Adicionalmente, la Plataforma Médico de Davix habilita la teleconsulta entre especialistas y entre médico y paciente, cubriendo el espectro completo de la telemedicina.
Desafíos que persisten
A pesar del avance exponencial, la telemedicina en LATAM enfrenta desafíos estructurales que no se resuelven solo con tecnología:
Conectividad rural
El déficit de conectividad en zonas rurales sigue siendo el obstáculo más crítico. De nada sirve tener una plataforma de teleconsulta de última generación si el paciente no tiene internet. Proyectos de conectividad rural como Internet para Todos en Perú y el programa de fibra óptica de Brasil avanzan, pero la cobertura universal está lejos de alcanzarse.
Resistencia médica
Aunque la pandemia rompió muchas barreras, persiste un segmento de profesionales de salud que considera la consulta presencial como insustituible para ciertas especialidades. La evidencia muestra que la telemedicina no reemplaza la consulta presencial — la complementa. Pero lograr ese cambio cultural requiere formación continua y demostración de resultados clínicos.
Sostenibilidad financiera
Durante la pandemia, muchos servicios de telemedicina se financiaron con fondos de emergencia. La pregunta ahora es cómo hacerlos sostenibles. Los modelos de pago por teleconsulta, la integración con seguros de salud y la eficiencia operativa que generan son parte de la respuesta.
Calidad y estándares
No toda telemedicina es igual. Sin estándares de calidad claros, existe el riesgo de que proliferen servicios de teleconsulta que no cumplan con los mínimos clínicos necesarios. La regulación debe evolucionar no solo para permitir la telemedicina sino para garantizar su calidad.

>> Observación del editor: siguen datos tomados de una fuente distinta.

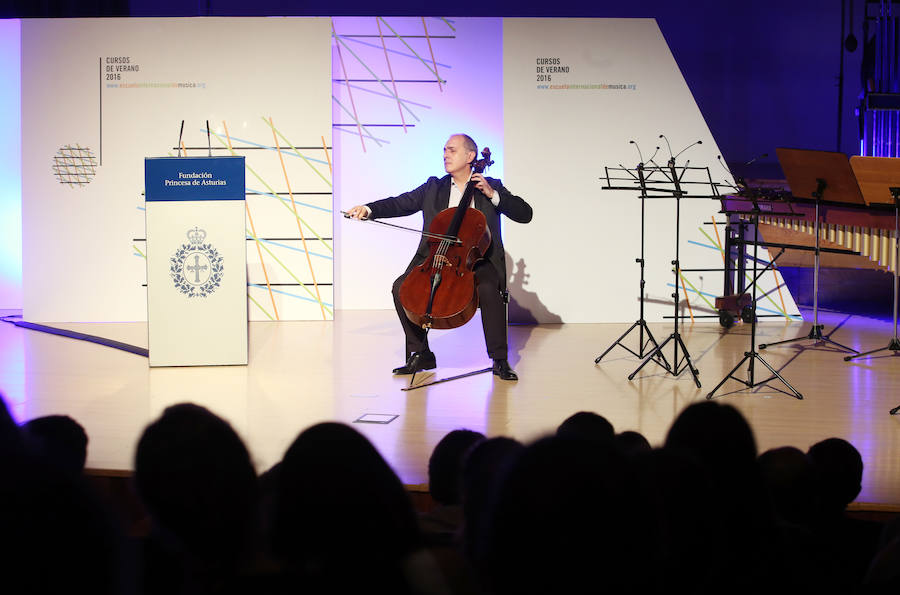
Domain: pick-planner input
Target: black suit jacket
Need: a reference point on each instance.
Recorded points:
(433, 196)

Conclusión: un camino sin retorno
La telemedicina en Latinoamérica cruzó un punto de no retorno. No es posible volver al estado pre-pandemia donde la consulta virtual era una curiosidad. Pacientes que descubrieron la comodidad de la teleconsulta no quieren perderla. Médicos que experimentaron la eficiencia de la teleradiología no quieren volver a depender exclusivamente de la presencialidad. Y los gobiernos que invirtieron en infraestructura digital no pueden desandar ese camino.
Lo que queda por hacer es consolidar. Mejorar la conectividad, fortalecer la regulación, capacitar al personal de salud y garantizar que la telemedicina no sea un privilegio urbano sino un derecho accesible para toda la población latinoamericana. Las herramientas existen — ahora el desafío es la implementación a escala.